That’s because the financial advice industry is waiting for the Department of Labor to drop its long-awaited fiduciary rule — what has become known in the InvestmentNews offices as “The Fidush.” The rule is expected to result in major new compliance costs for brokerage firms in the way of new systems and personnel.
The Fidush, which would raise investment advice standards for retirement accounts, was widely expected to be published by the end of March. It now looks as if it might be published in the beginning of April. So you can understand why the financial advice business was having a bad week.
I assert that the industry is overreacting to The Fidush. In fact, a scan of recent orders and reports from the Securities and Exchange Commission and the Financial Industry Regulatory Authority Inc. shows the financial advice industry is already being fidushed, so you’d better get used to it.
PUSH TO LOWEST-COST
One great fear investment advisers have about the impending DOL rule is that it essentially would force advisers to recommend the lowest-cost investment available for a client, regardless of the client’s history of investing, risk tolerance or objectives. The lowest-cost product, those advisers say, might be what the Department of Labor wants them to sell, but it certainly might not be the best product for every one of their clients.
But in an order this month that fined three AIG Advisor Group broker-dealers $7.5 million, the SEC made it clear that broker-dealers that don’t sell the lowest-cost mutual funds in advisory accounts could get whacked.
The settlement arises from “breaches of fiduciary duty and multiple compliance failures” by Royal Alliance Associates Inc., SagePoint Financial Inc. and FSC Securities Corp., according to the SEC order, which was issued March 14.
“From at least 2012 to 2014 [the three broker-dealers] invested advisory clients in mutual fund share classes with 12b-1 fees instead of lower-fee share classes of the same funds that were available without 12b-1 fees,” according to the order.
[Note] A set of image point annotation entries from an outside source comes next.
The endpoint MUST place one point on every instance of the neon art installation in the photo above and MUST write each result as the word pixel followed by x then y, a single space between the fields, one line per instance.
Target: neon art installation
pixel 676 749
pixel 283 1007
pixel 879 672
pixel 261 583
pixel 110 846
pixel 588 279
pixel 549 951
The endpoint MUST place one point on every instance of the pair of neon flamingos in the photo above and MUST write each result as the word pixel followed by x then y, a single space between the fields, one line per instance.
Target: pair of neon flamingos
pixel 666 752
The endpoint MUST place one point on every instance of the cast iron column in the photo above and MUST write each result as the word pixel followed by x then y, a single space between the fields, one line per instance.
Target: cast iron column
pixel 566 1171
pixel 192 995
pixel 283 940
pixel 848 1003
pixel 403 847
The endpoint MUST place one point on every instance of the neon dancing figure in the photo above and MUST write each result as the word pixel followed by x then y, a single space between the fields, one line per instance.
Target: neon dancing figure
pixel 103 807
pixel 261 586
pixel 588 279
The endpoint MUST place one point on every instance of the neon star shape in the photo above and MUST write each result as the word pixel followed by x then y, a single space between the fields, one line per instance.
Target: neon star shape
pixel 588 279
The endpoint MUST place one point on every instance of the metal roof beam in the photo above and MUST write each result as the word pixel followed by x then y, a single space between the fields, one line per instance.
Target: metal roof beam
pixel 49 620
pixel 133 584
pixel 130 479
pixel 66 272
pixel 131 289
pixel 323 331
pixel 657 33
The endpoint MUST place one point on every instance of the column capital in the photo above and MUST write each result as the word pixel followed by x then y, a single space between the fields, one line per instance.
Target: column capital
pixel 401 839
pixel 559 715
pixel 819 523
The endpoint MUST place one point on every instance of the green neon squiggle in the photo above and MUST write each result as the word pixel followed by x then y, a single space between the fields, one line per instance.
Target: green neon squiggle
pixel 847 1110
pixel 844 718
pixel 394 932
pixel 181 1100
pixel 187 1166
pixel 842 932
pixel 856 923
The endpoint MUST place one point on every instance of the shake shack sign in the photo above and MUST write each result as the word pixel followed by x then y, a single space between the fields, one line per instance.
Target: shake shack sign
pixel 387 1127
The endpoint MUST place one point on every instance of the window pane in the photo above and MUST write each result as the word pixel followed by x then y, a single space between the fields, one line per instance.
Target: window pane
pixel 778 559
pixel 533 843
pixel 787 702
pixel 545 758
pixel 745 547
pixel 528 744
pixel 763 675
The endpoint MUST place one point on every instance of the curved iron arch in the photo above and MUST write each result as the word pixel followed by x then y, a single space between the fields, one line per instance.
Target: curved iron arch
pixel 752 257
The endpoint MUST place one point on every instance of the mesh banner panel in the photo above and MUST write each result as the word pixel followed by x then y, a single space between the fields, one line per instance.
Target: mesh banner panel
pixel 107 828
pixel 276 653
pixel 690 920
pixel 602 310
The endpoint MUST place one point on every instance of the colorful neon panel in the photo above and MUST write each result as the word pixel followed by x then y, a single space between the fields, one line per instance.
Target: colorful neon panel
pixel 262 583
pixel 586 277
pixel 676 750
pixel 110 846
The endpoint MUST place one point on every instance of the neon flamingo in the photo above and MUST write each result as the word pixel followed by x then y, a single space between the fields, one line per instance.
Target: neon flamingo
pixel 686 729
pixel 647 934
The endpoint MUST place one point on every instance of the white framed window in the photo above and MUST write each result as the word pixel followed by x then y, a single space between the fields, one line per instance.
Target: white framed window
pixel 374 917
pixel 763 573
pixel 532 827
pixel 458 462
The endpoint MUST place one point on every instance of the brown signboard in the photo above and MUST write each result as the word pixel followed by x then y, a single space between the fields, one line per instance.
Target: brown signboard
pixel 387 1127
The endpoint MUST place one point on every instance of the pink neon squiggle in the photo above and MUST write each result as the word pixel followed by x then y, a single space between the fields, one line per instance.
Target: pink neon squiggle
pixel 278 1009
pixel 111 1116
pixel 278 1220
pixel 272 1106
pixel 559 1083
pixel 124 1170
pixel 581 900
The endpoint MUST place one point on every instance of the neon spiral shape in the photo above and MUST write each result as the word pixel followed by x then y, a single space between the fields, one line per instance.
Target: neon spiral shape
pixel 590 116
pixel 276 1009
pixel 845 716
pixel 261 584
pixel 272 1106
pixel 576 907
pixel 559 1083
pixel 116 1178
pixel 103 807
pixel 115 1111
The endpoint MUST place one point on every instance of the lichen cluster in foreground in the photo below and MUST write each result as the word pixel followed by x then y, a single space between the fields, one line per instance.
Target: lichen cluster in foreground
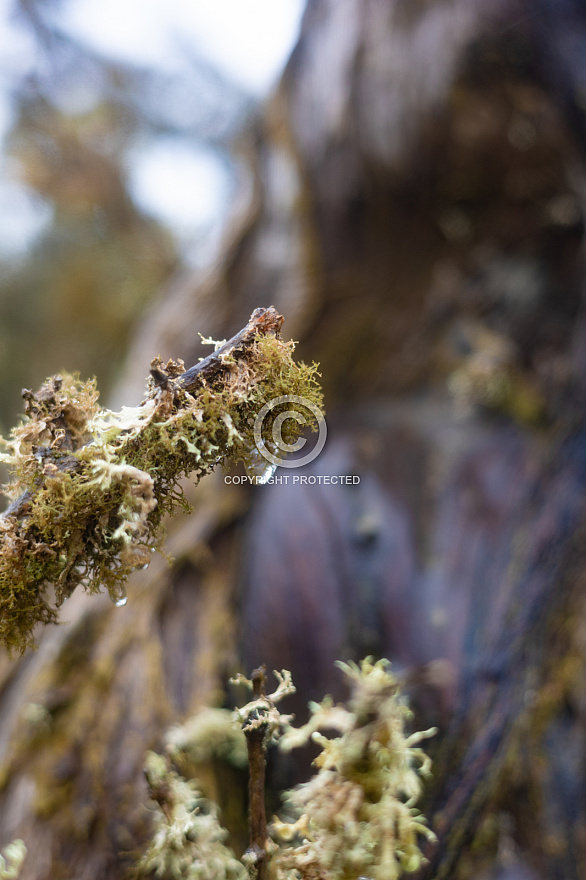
pixel 90 487
pixel 355 818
A 12b-1 fee is an annual marketing fee paid to advisers that is supposed to be earmarked for advisers’ ongoing service and education.
As a result, the firms collected approximately $2 million in 12b-1 fees that they would not have seen had they invested those advisory clients in lower-fee share classes that were available, according to the order.
The firms failed to disclose the conflict of interest that resulted from a financial incentive to place clients with non-retirement accounts in higher-fee mutual fund share classes.
FINRA ON ROBOS
And then there is this month’s Finra Report on Digital Investment Advice, which implies brokerage firms should use a fiduciary standard when investing client money on so-called robo-adviser platforms.
Part of the report focuses on “governance and supervision of algorithms, including initially assessing the methodology of digital tools and the quality and the reliability of data inputs, as well as ongoing evaluation such as testing the tools to ensure they are performing as expected, and determining whether models used by a tool remain appropriate as market conditions change.”
Those are a lot of big words telling a compliance officer to supervise computer code. Implicit is Finra’s desire to ensure that robo-algorithms — “predetermined sets of instructions for solving a specific problem in a limited number of steps,” according to Webster’s — act as fiduciaries. What’s next? Asking a robo if it will vote for Hillary or The Donald?